Anticipation always caused her to be anxious. Occupational hazard. But she was good at appearing indifferent. Tonight it was important that she control the dialogue, spot any inconsistencies,alleviate fears, and, most important, bring the result home. But she’d mastered the jargon of power that converted polite conversation into political capital.

She sat opposite her guest, hoping her smile, pleasant personality, and cultivated manner had a salutary effect.

“You sound encouraging,” she said to him. “Are we celebrating?”

They both sipped their champagne.

Through the bank’s private lobbying, which had included massive amounts of bribery, nine nations in Central and South America had already adopted bitcoin as their legal currency, placing it on the same international status as the dollar or euro. There, citizens now had the legal option to use bitcoin, instead of other currencies. And they were doing just that. Every day. Millions of transactions. Six of those nations had gone one step further and certified bitcoin as their reserve currency.

Which was revolutionary.

A reserve was a large quantity of wealth maintained by a nation’s central bank for investments, spending, international debt obligations, and meeting exchange rates. Since 1944 the U.S. dollar had been the primary reserve currency for most countries.

And for good reason.

At one time the American gross domestic product, a measure of the total national economic activity, represented fifty percent of the world’s entire economic output. Following the famed Bretton Woods Agreement in 1944, delegates from forty-four nations formally adopted the U.S. dollar as their official reserve currency. After that, other countries also pegged their exchange rates to the dollar. Which, at the time, was a good move. Dollars were backed by gold, which meant their own reserves were backed by gold.

But in the 1960s America needed money for Lyndon Johnson’s Great Society and to fight the Vietnam War. So it started printing dollars by the billions. With all that new money in circulation the amount of gold backing those dollars diminished, which reduced the value of the dollars held in reserve by foreign countries. As the United States flooded markets with new paper dollars,understandably the world grew cautious and began to convert their dollar reserves back into gold. The run on gold was so extensive that in 1971 Richard Nixon decoupled the dollar from the gold standard, which gave way to the floating exchange rates still around to this day. It also led to a huge escalation in the price of gold and a steady decline in the value of a dollar. Decades later, the almighty dollar remained the world’s primary currency reserve, but only because countries simply could not get rid of it. The euro was a distant second. Now the Bank of St. George was introducing a third option.

Bitcoin.

If someone had told her in 2009 that fifteen years later nations would fully recognize ones and zeros from a computer program as legal currency, she would have laughed. No way. Impossible. But the concept had developed far quicker than anyone had ever thought. Like a religious movement in many ways, as Kelly had told her on more than one occasion. Now Mexico was poised to be the next to do just that.

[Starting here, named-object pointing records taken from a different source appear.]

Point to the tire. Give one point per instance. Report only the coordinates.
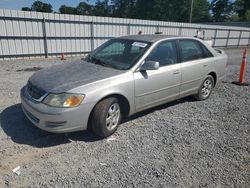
(205, 89)
(106, 117)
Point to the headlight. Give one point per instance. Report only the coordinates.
(63, 100)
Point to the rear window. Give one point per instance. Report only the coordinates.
(190, 50)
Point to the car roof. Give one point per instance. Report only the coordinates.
(149, 38)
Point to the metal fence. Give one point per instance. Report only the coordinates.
(34, 34)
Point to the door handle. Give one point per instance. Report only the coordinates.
(176, 72)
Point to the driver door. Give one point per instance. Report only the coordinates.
(154, 87)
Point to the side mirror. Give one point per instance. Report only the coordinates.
(149, 65)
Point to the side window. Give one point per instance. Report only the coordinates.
(190, 50)
(165, 53)
(206, 52)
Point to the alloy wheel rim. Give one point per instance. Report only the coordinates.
(113, 116)
(206, 88)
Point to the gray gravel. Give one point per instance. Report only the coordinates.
(185, 143)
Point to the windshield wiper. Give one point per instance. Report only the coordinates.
(98, 61)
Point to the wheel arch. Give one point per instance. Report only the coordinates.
(124, 102)
(213, 74)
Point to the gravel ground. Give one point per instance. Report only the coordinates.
(185, 143)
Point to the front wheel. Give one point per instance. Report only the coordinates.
(205, 89)
(106, 117)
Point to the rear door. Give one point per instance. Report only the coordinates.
(154, 87)
(195, 65)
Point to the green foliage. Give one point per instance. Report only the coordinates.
(242, 7)
(221, 10)
(165, 10)
(39, 6)
(201, 11)
(67, 10)
(26, 9)
(84, 9)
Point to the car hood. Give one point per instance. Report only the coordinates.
(61, 78)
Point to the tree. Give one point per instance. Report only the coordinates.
(102, 8)
(84, 9)
(221, 10)
(123, 8)
(26, 9)
(67, 10)
(242, 7)
(201, 11)
(39, 6)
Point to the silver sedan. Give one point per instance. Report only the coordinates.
(123, 76)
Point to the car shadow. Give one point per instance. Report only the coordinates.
(160, 107)
(16, 126)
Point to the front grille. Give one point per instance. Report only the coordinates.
(34, 91)
(32, 117)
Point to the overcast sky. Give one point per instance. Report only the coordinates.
(18, 4)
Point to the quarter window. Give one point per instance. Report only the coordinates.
(190, 50)
(206, 52)
(165, 53)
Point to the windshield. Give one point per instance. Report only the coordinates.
(120, 54)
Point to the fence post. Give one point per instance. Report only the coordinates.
(92, 36)
(239, 39)
(180, 30)
(157, 29)
(45, 38)
(228, 34)
(248, 40)
(128, 29)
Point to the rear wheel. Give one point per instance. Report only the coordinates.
(106, 117)
(205, 89)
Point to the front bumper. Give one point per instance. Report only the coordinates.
(57, 120)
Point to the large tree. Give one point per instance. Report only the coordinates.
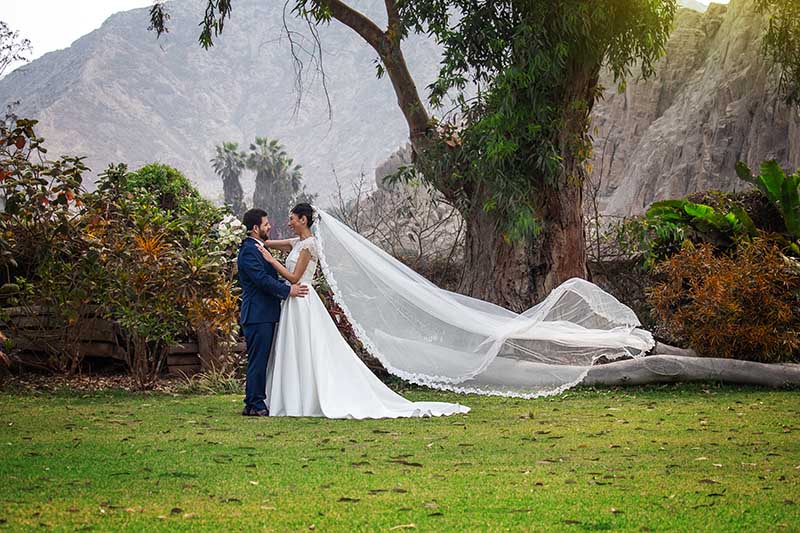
(279, 181)
(513, 159)
(782, 43)
(228, 164)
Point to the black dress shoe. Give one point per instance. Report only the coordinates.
(255, 412)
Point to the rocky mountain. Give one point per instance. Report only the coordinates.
(713, 102)
(119, 95)
(693, 4)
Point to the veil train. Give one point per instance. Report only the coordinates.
(433, 337)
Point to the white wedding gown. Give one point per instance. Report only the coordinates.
(313, 371)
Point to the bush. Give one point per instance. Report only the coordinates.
(170, 187)
(742, 306)
(144, 250)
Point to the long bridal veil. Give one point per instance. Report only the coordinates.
(441, 339)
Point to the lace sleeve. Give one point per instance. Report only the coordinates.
(309, 244)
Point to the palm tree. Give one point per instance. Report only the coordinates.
(228, 164)
(279, 181)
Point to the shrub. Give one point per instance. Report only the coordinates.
(743, 306)
(782, 189)
(144, 250)
(170, 187)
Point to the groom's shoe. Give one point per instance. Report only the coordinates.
(255, 412)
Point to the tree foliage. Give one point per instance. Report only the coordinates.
(279, 181)
(782, 43)
(537, 63)
(12, 48)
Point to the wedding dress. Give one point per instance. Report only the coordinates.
(433, 337)
(313, 371)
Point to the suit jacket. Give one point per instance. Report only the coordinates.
(262, 291)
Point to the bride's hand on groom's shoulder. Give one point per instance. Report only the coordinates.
(266, 254)
(298, 291)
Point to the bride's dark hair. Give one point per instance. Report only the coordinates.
(304, 210)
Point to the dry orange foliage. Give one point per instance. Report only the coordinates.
(745, 306)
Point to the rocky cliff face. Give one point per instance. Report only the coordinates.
(119, 95)
(712, 102)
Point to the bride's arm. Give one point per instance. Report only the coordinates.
(299, 268)
(284, 245)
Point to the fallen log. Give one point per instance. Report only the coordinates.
(679, 368)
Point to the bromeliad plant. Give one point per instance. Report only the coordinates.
(143, 250)
(668, 225)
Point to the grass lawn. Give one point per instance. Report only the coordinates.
(658, 458)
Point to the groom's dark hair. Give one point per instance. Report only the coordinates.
(253, 218)
(304, 210)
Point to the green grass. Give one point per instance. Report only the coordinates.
(660, 458)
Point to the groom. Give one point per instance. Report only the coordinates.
(262, 293)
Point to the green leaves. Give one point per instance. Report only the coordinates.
(781, 189)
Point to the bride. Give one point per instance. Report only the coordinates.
(426, 335)
(312, 370)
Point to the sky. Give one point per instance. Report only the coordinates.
(55, 24)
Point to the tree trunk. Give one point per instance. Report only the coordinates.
(517, 275)
(680, 369)
(513, 275)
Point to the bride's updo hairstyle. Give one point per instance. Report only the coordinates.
(304, 210)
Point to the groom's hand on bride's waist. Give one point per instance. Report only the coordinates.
(298, 291)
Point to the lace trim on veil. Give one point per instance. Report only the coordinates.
(436, 382)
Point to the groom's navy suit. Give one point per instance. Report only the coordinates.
(262, 293)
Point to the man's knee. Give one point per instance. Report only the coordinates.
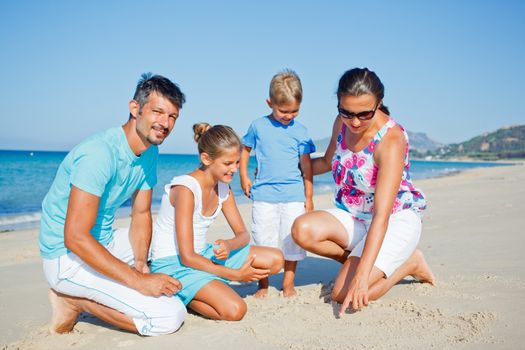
(171, 320)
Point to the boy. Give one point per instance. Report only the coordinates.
(283, 187)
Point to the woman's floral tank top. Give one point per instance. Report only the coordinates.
(355, 177)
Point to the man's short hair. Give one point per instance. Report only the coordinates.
(149, 83)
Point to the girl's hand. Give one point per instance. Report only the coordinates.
(357, 295)
(221, 249)
(248, 273)
(246, 185)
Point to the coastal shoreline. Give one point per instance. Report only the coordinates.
(471, 239)
(10, 222)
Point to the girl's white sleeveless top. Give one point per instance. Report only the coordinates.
(164, 240)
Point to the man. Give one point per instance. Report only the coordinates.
(89, 266)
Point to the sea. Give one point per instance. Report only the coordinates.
(25, 177)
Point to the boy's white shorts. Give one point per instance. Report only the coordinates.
(272, 227)
(70, 275)
(401, 237)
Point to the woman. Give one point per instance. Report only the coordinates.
(377, 215)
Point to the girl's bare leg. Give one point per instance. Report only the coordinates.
(218, 301)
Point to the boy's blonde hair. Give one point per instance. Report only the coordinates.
(286, 88)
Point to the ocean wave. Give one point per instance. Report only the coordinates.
(18, 222)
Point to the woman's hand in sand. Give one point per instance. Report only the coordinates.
(357, 295)
(249, 273)
(157, 284)
(221, 249)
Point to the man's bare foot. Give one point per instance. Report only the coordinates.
(289, 292)
(421, 271)
(65, 314)
(261, 293)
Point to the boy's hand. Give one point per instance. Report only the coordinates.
(309, 205)
(221, 249)
(246, 185)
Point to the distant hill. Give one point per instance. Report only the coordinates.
(419, 142)
(504, 143)
(507, 142)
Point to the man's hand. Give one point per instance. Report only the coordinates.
(157, 284)
(141, 266)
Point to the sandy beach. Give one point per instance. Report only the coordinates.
(471, 239)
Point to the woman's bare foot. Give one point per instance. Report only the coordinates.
(65, 313)
(289, 291)
(421, 271)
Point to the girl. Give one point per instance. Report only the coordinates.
(189, 206)
(378, 209)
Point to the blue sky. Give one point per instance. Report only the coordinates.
(452, 69)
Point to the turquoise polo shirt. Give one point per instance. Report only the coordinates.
(103, 165)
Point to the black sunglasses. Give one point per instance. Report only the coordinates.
(365, 115)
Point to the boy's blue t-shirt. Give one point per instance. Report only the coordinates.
(105, 166)
(277, 149)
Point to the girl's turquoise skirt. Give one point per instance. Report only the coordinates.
(193, 280)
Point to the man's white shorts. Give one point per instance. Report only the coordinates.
(68, 274)
(272, 227)
(401, 237)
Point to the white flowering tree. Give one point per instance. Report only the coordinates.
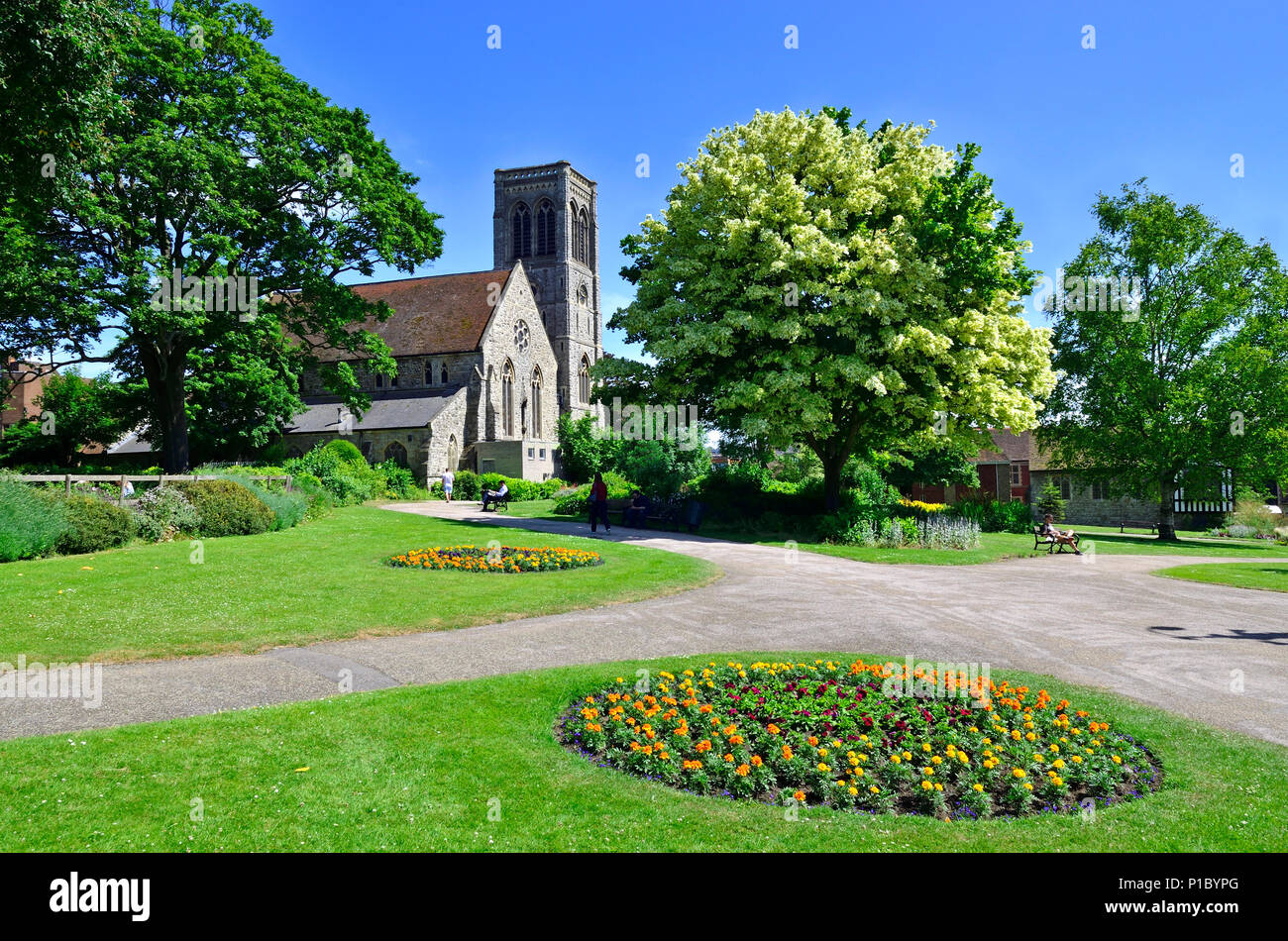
(811, 282)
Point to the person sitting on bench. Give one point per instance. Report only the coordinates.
(1070, 538)
(636, 514)
(498, 495)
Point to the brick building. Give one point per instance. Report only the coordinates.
(22, 382)
(487, 361)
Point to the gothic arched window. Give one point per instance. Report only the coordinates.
(507, 399)
(536, 402)
(520, 231)
(545, 228)
(397, 454)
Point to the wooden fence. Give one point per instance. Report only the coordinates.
(159, 479)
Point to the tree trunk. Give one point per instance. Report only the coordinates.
(832, 467)
(166, 381)
(1167, 508)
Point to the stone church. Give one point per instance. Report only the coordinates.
(487, 361)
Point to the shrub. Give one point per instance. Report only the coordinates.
(1250, 516)
(399, 481)
(996, 516)
(344, 472)
(163, 514)
(93, 525)
(30, 521)
(226, 507)
(932, 532)
(346, 451)
(288, 508)
(467, 485)
(320, 499)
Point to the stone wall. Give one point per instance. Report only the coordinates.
(498, 345)
(1085, 510)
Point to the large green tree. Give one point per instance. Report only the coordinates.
(1189, 381)
(840, 287)
(219, 167)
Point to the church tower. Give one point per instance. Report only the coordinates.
(548, 215)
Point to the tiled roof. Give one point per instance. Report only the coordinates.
(446, 313)
(1016, 447)
(391, 411)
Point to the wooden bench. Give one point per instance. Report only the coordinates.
(501, 503)
(661, 512)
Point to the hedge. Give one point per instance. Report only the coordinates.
(226, 507)
(30, 521)
(93, 525)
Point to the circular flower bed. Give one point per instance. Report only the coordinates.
(863, 737)
(496, 559)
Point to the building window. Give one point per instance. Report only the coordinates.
(507, 399)
(581, 244)
(397, 454)
(536, 403)
(520, 231)
(545, 228)
(584, 380)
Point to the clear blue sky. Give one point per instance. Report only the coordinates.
(1170, 91)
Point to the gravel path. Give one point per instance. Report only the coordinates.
(1212, 653)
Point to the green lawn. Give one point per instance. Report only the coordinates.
(420, 769)
(320, 580)
(993, 546)
(1265, 575)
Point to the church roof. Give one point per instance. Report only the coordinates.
(391, 411)
(446, 313)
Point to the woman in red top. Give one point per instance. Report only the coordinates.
(597, 503)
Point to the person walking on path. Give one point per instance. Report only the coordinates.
(597, 503)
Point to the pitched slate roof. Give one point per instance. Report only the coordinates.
(1016, 447)
(446, 313)
(391, 411)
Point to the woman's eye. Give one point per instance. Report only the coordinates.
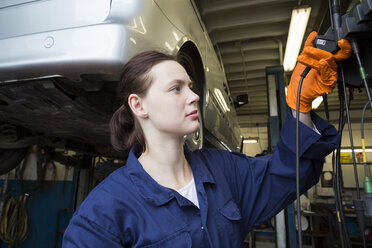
(176, 89)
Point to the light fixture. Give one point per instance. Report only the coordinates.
(250, 141)
(296, 32)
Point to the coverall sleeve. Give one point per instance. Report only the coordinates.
(86, 233)
(265, 185)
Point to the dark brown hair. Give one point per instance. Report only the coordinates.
(135, 79)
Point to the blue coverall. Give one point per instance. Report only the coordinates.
(235, 192)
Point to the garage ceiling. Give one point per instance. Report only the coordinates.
(249, 35)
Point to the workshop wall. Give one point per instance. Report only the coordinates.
(49, 207)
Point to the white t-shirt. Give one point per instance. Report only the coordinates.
(189, 192)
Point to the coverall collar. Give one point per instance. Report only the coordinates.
(154, 192)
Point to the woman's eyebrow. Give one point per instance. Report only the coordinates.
(181, 82)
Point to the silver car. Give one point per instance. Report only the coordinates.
(60, 61)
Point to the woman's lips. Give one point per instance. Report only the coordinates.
(193, 114)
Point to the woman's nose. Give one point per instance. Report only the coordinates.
(193, 97)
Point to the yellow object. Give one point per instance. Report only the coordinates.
(364, 151)
(345, 158)
(14, 217)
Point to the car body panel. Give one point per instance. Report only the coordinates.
(41, 64)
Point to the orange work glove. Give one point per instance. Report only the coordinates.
(322, 77)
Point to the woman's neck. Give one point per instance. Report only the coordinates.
(167, 164)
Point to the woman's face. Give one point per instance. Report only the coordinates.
(170, 102)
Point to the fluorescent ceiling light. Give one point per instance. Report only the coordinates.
(295, 36)
(317, 101)
(250, 141)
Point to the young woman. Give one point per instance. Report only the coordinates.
(168, 196)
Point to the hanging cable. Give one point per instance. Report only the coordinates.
(13, 225)
(303, 75)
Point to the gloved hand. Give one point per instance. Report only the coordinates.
(321, 79)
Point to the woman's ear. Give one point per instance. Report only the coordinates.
(136, 105)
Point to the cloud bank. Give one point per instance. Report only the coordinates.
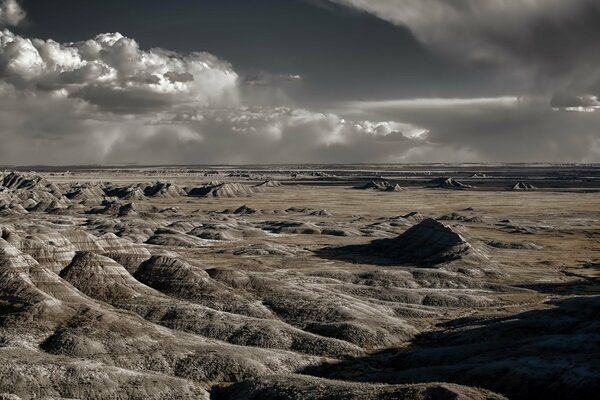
(555, 42)
(11, 13)
(108, 100)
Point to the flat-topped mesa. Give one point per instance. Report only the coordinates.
(523, 186)
(216, 189)
(18, 180)
(164, 189)
(382, 186)
(448, 183)
(266, 185)
(427, 243)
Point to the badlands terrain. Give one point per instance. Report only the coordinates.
(300, 282)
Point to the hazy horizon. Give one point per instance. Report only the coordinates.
(299, 82)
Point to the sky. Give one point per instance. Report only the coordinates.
(299, 81)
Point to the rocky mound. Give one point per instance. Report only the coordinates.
(428, 243)
(265, 249)
(301, 388)
(103, 278)
(245, 210)
(216, 189)
(266, 186)
(382, 186)
(448, 183)
(523, 186)
(164, 189)
(513, 245)
(132, 192)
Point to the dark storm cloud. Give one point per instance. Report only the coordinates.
(557, 42)
(112, 99)
(505, 129)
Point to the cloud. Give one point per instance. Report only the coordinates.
(574, 103)
(502, 129)
(555, 42)
(11, 13)
(113, 73)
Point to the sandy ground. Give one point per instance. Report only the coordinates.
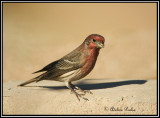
(110, 96)
(36, 34)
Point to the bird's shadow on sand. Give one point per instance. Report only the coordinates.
(94, 86)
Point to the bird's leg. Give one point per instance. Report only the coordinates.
(68, 84)
(84, 91)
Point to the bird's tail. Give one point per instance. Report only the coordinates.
(28, 82)
(36, 79)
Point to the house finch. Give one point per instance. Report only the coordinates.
(73, 66)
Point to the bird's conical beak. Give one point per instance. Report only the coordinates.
(99, 45)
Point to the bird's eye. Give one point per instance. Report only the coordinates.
(94, 40)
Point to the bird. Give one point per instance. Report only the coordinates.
(73, 66)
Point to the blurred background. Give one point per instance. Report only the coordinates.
(35, 34)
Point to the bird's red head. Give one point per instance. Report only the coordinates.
(95, 41)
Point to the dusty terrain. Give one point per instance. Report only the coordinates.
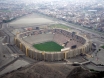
(41, 70)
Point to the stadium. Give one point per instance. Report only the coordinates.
(50, 44)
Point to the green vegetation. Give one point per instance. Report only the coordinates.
(59, 26)
(102, 46)
(48, 46)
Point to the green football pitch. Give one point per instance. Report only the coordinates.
(48, 46)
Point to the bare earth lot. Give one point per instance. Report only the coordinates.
(30, 19)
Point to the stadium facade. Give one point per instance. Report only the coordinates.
(53, 35)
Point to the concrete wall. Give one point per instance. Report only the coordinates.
(53, 56)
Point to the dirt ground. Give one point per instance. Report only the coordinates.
(41, 70)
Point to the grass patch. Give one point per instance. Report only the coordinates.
(59, 26)
(102, 46)
(48, 46)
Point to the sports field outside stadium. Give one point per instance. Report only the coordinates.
(48, 46)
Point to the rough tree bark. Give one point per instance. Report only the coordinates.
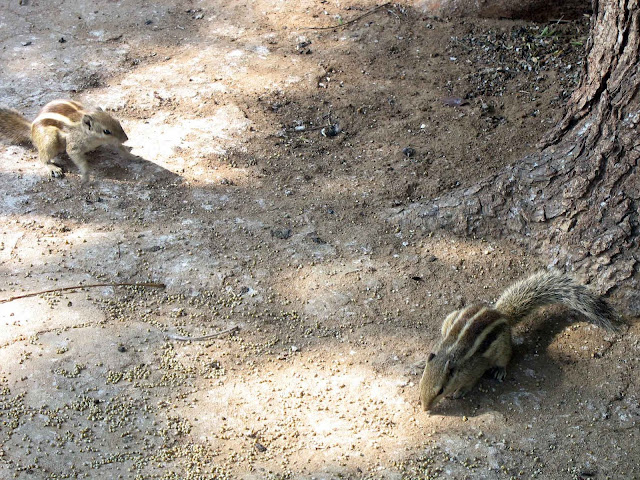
(576, 201)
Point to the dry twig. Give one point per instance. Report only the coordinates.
(77, 287)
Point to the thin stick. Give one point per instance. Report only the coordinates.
(180, 338)
(368, 12)
(77, 287)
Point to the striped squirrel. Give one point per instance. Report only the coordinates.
(63, 125)
(478, 338)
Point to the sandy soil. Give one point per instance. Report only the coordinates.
(253, 218)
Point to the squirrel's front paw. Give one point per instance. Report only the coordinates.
(55, 171)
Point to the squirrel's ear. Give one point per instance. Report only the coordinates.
(88, 121)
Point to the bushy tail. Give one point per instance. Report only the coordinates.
(14, 128)
(552, 287)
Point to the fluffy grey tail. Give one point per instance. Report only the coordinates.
(14, 128)
(552, 287)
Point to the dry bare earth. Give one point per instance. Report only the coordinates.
(254, 219)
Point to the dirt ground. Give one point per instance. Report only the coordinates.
(270, 156)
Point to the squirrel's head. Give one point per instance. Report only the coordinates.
(438, 379)
(105, 127)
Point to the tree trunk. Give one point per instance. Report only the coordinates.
(576, 201)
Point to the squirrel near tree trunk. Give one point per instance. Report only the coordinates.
(478, 338)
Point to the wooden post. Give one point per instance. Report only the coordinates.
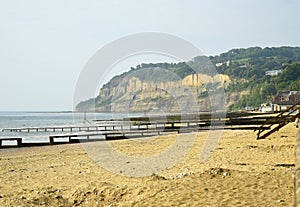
(51, 140)
(19, 142)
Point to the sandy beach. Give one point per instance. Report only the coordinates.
(241, 171)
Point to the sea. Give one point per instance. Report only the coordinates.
(25, 119)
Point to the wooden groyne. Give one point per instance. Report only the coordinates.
(147, 126)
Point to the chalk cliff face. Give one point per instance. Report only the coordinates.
(159, 93)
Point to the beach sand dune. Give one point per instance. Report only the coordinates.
(241, 171)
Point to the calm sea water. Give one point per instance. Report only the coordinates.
(46, 119)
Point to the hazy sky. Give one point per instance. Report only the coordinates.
(45, 44)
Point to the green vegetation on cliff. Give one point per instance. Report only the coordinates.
(246, 68)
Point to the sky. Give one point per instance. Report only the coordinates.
(44, 45)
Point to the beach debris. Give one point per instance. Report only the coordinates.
(285, 165)
(155, 176)
(181, 175)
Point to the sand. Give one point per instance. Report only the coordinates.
(241, 171)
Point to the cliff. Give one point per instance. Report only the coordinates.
(149, 94)
(175, 87)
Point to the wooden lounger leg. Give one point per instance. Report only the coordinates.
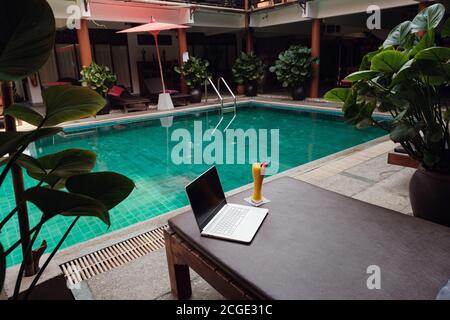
(180, 281)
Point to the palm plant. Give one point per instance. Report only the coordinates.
(248, 70)
(97, 77)
(65, 184)
(293, 68)
(405, 78)
(195, 73)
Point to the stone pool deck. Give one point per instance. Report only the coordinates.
(361, 174)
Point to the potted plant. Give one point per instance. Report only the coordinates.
(404, 78)
(247, 71)
(65, 184)
(100, 79)
(293, 69)
(195, 72)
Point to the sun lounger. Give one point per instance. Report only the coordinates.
(314, 244)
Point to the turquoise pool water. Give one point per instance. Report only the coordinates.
(141, 150)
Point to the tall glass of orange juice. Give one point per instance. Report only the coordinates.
(258, 177)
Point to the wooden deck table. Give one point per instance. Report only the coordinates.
(314, 244)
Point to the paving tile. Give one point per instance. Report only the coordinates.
(375, 169)
(344, 185)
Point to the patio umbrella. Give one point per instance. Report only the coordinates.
(164, 101)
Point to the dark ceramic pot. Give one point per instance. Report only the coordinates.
(196, 95)
(107, 108)
(53, 289)
(240, 89)
(251, 88)
(429, 193)
(298, 93)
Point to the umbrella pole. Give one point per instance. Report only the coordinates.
(155, 35)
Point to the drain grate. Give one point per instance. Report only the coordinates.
(105, 259)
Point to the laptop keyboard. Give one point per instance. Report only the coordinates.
(230, 221)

Farías smiled. “A vote will be taken in the Congreso de la Unión early next week. We have polled the 628 members, and nearly three-fourths support the measure. Which was no small feat. Currently, the government is composed of eight varying political parties, along with the independents. Consensus is—challenging, if nothing else.”

“They’ll be pleased with that decision,” she said. “Nothing else allows so much value to be transferred with no interference from the United States.”